Optibay with 80Gb Intel SSD + 320Gb/500Gb 7200RPM SATA HD.

Now the superdrive is ATA, not SATA, so I assume I will be stuck with 100Mb/sec max?!

Is that the case!?
 
Looking to do the following:

Optibay with 80Gb Intel SSD + 320Gb/500Gb 7200RPM SATA HD.

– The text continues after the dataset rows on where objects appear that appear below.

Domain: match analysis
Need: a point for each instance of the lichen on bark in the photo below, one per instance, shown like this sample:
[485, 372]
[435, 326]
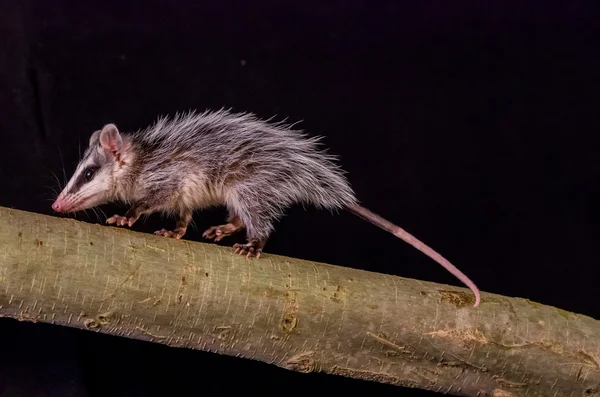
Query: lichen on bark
[296, 314]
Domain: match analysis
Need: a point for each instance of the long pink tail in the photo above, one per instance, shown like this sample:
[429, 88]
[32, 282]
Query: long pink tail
[410, 239]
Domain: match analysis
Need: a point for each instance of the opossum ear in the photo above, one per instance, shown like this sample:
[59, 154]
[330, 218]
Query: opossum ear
[94, 138]
[110, 139]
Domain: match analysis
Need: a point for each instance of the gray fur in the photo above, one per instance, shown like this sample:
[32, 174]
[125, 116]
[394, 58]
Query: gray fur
[196, 160]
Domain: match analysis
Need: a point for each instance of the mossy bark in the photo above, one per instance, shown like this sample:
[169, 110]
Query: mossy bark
[296, 314]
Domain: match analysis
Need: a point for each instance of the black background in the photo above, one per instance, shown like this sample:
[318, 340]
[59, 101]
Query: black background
[474, 127]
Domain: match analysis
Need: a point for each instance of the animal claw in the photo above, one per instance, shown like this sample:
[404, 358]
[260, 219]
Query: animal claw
[120, 220]
[249, 249]
[169, 233]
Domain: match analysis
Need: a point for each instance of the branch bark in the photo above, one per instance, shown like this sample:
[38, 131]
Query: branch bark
[295, 314]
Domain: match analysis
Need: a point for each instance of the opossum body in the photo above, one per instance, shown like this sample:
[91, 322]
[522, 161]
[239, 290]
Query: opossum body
[193, 161]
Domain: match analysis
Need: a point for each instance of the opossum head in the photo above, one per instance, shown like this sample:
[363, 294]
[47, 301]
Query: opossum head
[96, 176]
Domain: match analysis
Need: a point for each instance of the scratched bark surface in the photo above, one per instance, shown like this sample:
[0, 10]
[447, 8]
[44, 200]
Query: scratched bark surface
[296, 314]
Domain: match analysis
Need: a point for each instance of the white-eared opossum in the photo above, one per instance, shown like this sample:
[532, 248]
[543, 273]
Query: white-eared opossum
[257, 169]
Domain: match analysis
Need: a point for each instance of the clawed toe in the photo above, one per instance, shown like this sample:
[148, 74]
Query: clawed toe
[249, 250]
[169, 233]
[120, 220]
[218, 232]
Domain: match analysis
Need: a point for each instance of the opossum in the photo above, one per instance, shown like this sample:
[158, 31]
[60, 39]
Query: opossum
[254, 167]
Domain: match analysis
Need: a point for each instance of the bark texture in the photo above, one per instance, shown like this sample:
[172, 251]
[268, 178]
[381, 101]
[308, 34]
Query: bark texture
[296, 314]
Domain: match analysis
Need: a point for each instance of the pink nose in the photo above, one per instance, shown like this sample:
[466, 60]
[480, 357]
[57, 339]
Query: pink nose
[57, 206]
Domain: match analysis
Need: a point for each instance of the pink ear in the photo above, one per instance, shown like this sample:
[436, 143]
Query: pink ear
[110, 139]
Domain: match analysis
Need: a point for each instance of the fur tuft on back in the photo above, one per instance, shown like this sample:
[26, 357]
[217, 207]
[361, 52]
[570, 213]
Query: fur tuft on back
[267, 165]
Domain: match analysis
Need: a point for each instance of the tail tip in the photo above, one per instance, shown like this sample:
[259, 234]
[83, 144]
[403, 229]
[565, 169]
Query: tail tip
[477, 299]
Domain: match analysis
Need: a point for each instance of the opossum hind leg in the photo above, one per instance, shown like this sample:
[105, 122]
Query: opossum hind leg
[233, 225]
[253, 247]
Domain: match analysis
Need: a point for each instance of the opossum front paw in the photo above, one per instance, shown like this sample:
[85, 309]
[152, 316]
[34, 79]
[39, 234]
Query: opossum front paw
[121, 220]
[176, 234]
[249, 249]
[218, 232]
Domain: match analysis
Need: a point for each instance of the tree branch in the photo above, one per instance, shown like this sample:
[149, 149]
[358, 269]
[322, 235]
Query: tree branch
[295, 314]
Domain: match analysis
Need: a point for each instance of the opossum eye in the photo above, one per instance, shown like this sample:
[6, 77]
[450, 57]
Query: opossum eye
[89, 173]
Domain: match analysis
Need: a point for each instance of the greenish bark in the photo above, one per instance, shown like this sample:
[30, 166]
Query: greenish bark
[296, 314]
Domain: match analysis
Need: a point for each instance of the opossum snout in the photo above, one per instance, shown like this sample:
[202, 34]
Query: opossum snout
[58, 205]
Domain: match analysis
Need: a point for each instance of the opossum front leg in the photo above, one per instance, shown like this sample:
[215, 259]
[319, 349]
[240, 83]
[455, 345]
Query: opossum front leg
[234, 224]
[131, 216]
[180, 227]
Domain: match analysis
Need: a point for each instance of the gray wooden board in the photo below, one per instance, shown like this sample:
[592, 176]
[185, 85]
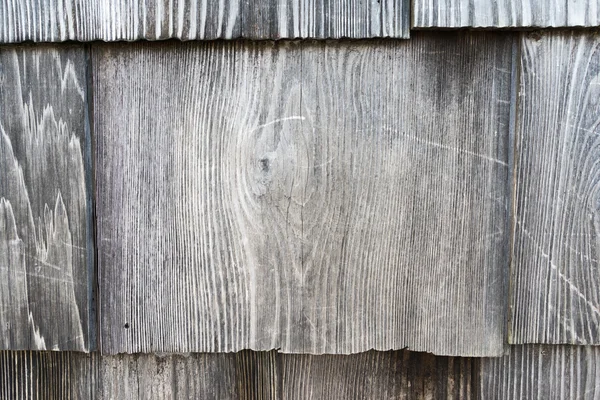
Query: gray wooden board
[110, 20]
[313, 197]
[245, 375]
[505, 13]
[541, 372]
[46, 251]
[556, 268]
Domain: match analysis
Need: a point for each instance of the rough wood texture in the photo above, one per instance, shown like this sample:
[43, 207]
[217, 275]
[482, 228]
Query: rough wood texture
[245, 375]
[542, 372]
[556, 269]
[109, 20]
[293, 196]
[46, 256]
[505, 13]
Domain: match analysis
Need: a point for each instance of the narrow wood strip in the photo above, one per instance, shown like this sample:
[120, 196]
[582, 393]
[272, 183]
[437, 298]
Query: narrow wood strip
[117, 20]
[46, 251]
[244, 375]
[505, 13]
[539, 372]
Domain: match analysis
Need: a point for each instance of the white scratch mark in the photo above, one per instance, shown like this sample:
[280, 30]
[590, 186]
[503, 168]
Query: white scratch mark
[275, 121]
[572, 286]
[455, 149]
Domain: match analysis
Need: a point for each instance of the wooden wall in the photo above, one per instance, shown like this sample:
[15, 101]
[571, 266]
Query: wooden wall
[213, 208]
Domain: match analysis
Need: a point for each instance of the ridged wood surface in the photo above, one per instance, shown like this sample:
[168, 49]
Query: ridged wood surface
[110, 20]
[46, 256]
[308, 197]
[245, 375]
[542, 372]
[556, 269]
[505, 13]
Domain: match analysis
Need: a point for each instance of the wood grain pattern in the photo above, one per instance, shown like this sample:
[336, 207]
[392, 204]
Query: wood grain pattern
[46, 255]
[110, 20]
[244, 375]
[505, 13]
[540, 372]
[556, 271]
[292, 196]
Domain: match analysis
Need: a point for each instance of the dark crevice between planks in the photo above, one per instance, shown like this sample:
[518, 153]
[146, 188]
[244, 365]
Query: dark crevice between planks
[513, 159]
[94, 292]
[243, 375]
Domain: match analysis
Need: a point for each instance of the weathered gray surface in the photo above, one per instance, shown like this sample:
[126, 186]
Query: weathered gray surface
[245, 375]
[505, 13]
[45, 251]
[542, 372]
[109, 20]
[313, 197]
[556, 270]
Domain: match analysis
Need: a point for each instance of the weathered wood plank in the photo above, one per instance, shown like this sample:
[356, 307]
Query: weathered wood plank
[556, 272]
[542, 372]
[244, 375]
[46, 255]
[293, 196]
[505, 13]
[110, 20]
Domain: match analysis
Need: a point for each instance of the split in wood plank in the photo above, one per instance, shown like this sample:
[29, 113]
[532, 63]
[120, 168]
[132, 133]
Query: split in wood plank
[46, 250]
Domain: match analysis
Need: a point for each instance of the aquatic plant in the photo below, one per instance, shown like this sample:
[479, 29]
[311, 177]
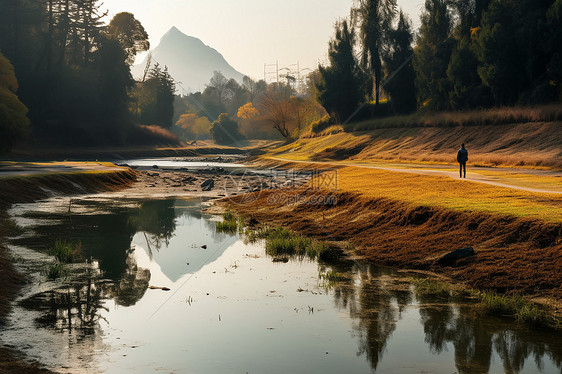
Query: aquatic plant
[66, 252]
[431, 287]
[230, 223]
[333, 276]
[55, 270]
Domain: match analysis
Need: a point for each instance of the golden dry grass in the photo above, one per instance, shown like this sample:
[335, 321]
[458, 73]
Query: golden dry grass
[444, 192]
[531, 144]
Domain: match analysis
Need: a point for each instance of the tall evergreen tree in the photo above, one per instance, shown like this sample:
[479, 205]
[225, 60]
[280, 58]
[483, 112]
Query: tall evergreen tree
[339, 86]
[375, 22]
[130, 33]
[400, 71]
[13, 119]
[432, 54]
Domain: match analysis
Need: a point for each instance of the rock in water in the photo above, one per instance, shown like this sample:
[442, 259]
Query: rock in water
[452, 257]
[208, 185]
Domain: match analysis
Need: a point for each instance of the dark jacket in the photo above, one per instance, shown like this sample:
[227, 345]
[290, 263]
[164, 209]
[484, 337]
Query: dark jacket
[462, 155]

Now the superdrive is ATA, not SATA, so I assume I will be stuck with 100Mb/sec max?!

Is that the case!?
Install the hard drive in OptiBay, install a proper SSD (G.Skill Phoenix Pro is the same as OWC, but they have 40GB and 80GB now, OWC only has added the 40GB one) and wait a week or two for the 750GB 7200RPM 9.5mm-high Seagate drive. I guess the OptiBay is already UltraATA-133, thus not really much slower than SATA-I.

Also, which MBP are you talking about?
 
Install the hard drive in OptiBay, install a proper SSD (G.Skill Phoenix Pro is the same as OWC, but they have 40GB and 80GB now, OWC only has added the 40GB one) and wait a week or two for the 750GB 7200RPM 9.5mm-high Seagate drive. I guess the OptiBay is already UltraATA-133, thus not really much slower than SATA-I.

Also, which MBP are you talking about?


2007 Santa Rosa 15.4" 2.4GHz.

And my SSD is coming out of the Mac Pro and going to replace the 160Gb 7200RPM disk in the MBP already, I just need a 320Gb or larger 7200RPM HD to fit in the DVD bay otherwise there isn't much point and I'll just buy a 13" MBP and be done with it :)
 
I too have a non unibody MBP 2007 2.2 GHz. I installed a 80 G Intel SSD in my MBP and moved my 320 G HD into the optical bay. Yes the optical bay is only ATA so it is best to move the HD into that bay and the SSD into the original bay left by the HD.
 
reccomended vendor for non-unibody optibay?

please post your experiences with branded or generic optibays for non-unibody discreet macbook pros. cheers, Ben
 
Just get an HDD with a drop sensor and put that drive in the optibay. Then put your SSD in the standard bay.

Since I'm assuming your SSD will be your boot volume, you won't have hibernation issues this way either.